Coordinates do maths like you might expect them to, where the other operand is anything dict-like with the same keys, or a number.

```coord = Coordinate(x=1, y=2, z=3)

coord * 2 == Coordinate(x=2, y=4, z=6)
>>> True

coord ** 2 == Coordinate(x=1, y=4, z=9)
>>> True

coord + coord == Coordinate(x=2, y=4, z=3)
>>> True

coord += 1  # coord is a reference to a new object; no mutation
coord == Coordinate(x=2, y=3, z=4)
>>> True

abs(Coordinate(x=-10, y=10)) == Coordinate(x=10, y=10)
>>> True

import math
math.ceil(Coordinate(x=0.5)) == Coordinate(x=1)
>>> True

math.floor(Coordinate(x=0.5)) == Coordinate(x=0)
>>> True
```

They also have some convenience methods for getting the sum, product or norm of their keys.

```coord.sum() == 9
>>> True

coord.prod() == 24
>>> True

Coordinate(x=3, y=4).norm(order=2) == 5
>>> True
```

### Ordering

You can get the keys, values or items of the `Coordinate` in a specific order:

```coord.to_list('yxz') == [2, 1, 3]
>>> True

list(coord.items('yxz')) == [('y', 2), ('x', 1), ('z', 3)]
>>> True
```

The default order for a single instance can be given on instantiation, or mutated (this does not affect equality).

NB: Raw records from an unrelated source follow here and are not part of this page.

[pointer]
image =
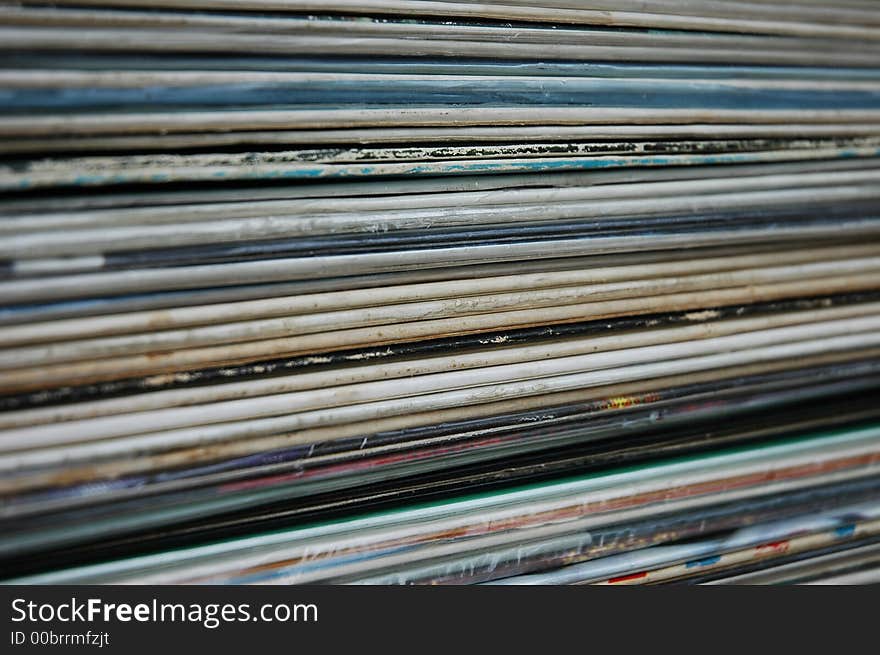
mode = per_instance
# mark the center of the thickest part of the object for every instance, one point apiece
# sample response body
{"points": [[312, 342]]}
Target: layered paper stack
{"points": [[439, 292]]}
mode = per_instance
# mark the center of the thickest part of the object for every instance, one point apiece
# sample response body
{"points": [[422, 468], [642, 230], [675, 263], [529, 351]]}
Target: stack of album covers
{"points": [[434, 292]]}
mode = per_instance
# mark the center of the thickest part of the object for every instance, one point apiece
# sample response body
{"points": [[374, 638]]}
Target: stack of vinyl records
{"points": [[400, 291]]}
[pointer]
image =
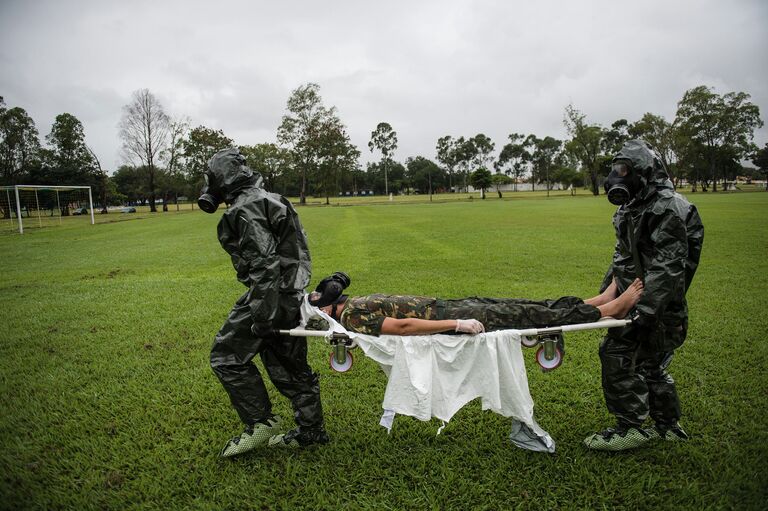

The default order for all `Coordinate`s can be set on the class. This affects existing instances, but does not override their order if it was set explicitly.

If neither an instance `order` or a class `default_order` is set, it falls back to reverse lexicographic.

```coord3 = Coordinate(x=1, y=2, z=3, order='zxy')
coord3.order = 'yzx'

Coordinate.default_order = 'xyz'
```

### Subclassing

If you're working in one space, the `spaced_coordinate` factory can create custom subclasses with a fixed set of keys and optionally a default order.

```from coordinates import spaced_coordinate
CoordinateXYZC = spaced_coordinate('CoordinateXYZC', 'xyzc')

# this will raise a ValueError
CoordinateXYZC(x=1, y=2, z=3)
```

Or you can subclass `Coordinate` directly.

### Value access

Coordinate values can be accessed with dict-like syntax (`coord['x']`, `coord.get('y', 2)`) or, for convenience, attribute-like (`coord.z`) if the keys are strings.

## Note

If you don't want the order-related functionality for another application, the base class `MathDict` is implemented here too.